Orange 21 Inc. net sales for the fourth quarter of 2006 increased 28% to $11.4 million compared to $8.9 million in the fourth quarter of 2005. $1.7 million of the sales came from the company’s newly acquired manufacturing facility, LEM. Without the acquisition sales would have increased 9%.

Gross profit for the fourth quarter was 17% of net sales, as compared to 41% of net sales for the comparable period last year. The decrease in gross profit and gross profit as a percentage of sales is primarily due to increases in inventory reserves for slow moving and obsolete inventory that is no longer being marketed for resale.
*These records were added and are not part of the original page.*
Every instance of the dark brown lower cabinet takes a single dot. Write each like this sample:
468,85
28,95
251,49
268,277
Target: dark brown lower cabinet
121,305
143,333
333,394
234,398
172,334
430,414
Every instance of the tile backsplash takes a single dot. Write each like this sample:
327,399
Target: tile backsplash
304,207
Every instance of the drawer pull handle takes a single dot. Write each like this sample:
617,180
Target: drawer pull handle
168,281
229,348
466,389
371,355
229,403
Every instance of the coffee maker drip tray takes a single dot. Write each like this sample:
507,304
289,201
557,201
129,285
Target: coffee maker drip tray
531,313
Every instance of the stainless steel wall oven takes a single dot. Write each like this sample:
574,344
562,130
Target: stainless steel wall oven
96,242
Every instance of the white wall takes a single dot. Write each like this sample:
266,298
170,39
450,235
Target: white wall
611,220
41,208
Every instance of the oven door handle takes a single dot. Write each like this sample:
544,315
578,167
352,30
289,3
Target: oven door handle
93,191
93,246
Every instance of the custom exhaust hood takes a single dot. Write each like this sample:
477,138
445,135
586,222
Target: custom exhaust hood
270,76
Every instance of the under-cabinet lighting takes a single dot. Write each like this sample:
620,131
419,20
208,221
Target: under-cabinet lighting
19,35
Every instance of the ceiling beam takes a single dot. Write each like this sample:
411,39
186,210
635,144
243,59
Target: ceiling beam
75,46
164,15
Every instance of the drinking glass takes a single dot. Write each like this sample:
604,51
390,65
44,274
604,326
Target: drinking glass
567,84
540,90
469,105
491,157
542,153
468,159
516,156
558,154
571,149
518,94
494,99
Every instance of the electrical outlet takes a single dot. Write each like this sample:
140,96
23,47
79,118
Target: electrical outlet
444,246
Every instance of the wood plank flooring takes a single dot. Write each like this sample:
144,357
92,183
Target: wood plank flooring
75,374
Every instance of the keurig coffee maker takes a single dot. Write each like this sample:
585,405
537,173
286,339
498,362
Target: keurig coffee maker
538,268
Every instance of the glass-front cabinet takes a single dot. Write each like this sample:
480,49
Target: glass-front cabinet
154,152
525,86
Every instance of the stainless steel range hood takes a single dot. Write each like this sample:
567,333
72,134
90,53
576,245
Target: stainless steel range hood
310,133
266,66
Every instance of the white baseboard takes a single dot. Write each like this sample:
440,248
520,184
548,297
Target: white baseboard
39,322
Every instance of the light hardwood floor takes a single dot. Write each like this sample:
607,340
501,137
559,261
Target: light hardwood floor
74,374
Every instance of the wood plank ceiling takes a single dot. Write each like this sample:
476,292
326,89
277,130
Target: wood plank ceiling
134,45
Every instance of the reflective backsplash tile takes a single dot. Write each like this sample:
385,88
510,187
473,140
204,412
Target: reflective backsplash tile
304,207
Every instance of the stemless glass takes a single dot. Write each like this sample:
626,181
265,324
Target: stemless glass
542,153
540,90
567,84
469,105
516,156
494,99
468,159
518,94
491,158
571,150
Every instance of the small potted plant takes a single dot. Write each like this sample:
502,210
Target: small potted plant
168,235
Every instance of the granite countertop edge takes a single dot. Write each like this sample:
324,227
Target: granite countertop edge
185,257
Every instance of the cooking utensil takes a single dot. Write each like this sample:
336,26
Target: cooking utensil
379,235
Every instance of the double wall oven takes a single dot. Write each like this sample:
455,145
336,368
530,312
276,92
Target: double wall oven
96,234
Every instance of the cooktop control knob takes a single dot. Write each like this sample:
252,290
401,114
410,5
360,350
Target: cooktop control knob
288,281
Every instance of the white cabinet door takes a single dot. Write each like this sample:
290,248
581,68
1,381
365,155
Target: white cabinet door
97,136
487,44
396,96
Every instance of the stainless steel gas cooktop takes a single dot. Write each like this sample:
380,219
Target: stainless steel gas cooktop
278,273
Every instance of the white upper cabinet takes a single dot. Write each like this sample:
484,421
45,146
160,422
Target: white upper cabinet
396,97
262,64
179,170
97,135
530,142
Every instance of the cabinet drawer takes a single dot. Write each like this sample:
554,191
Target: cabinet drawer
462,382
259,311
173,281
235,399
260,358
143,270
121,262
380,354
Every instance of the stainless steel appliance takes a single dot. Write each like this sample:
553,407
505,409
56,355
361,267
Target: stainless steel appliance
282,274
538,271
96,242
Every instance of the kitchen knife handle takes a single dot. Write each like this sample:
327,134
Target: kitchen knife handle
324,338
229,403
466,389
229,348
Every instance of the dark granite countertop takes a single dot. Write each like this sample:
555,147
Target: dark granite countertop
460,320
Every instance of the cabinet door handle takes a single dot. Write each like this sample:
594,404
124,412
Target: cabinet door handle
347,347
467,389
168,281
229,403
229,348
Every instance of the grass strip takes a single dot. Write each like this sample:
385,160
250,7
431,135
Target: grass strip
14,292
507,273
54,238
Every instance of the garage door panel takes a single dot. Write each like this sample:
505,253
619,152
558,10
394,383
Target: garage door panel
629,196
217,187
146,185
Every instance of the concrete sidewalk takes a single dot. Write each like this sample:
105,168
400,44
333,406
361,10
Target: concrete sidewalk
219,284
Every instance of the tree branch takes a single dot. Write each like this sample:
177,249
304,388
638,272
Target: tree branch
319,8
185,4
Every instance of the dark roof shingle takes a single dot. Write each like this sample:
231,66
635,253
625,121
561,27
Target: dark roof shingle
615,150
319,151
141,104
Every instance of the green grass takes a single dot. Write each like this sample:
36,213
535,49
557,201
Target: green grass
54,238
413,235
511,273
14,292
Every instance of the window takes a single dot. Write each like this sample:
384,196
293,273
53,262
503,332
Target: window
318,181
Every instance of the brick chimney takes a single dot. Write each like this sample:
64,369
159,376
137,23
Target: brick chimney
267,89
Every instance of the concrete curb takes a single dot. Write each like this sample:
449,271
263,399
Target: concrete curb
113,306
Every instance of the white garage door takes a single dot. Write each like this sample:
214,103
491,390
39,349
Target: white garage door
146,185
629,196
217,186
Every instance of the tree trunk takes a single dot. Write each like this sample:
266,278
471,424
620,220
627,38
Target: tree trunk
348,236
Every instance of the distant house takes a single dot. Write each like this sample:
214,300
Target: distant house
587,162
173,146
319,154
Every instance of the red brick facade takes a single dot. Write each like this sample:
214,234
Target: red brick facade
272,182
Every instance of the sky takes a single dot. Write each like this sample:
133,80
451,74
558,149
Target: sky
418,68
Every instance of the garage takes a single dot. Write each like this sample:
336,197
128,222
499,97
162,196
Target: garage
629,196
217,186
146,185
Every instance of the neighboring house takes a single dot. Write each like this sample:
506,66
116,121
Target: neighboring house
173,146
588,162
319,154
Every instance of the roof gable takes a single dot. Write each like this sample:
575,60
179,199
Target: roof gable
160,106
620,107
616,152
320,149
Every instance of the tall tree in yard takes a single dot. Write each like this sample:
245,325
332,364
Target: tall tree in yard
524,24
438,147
“At the heart of our (explanation) why this all happened is really simply – and I hate to sound offensive – but we just made the wrong product and lots of it,” Mark Simo, Orange 21 co-chairman and CEO said during a conference call with analysts. “We just did not address in the past two years the inflow of inventories that were not selling.”

Total operating expenses for the fourth quarter of 2006 were $7.2 million, or 63% of net sales, as compared to $6.2 million or 70% of net sales, for the comparable period last year. The company reported a net loss for the fourth quarter of 2006 of approximately $4.0 million, or 49 cents per diluted share compared to a net loss of approximately $1.8 million, or 22 cents per diluted share. Due to the current transitional nature of the company, ORNG executives did not provide any financial guidance.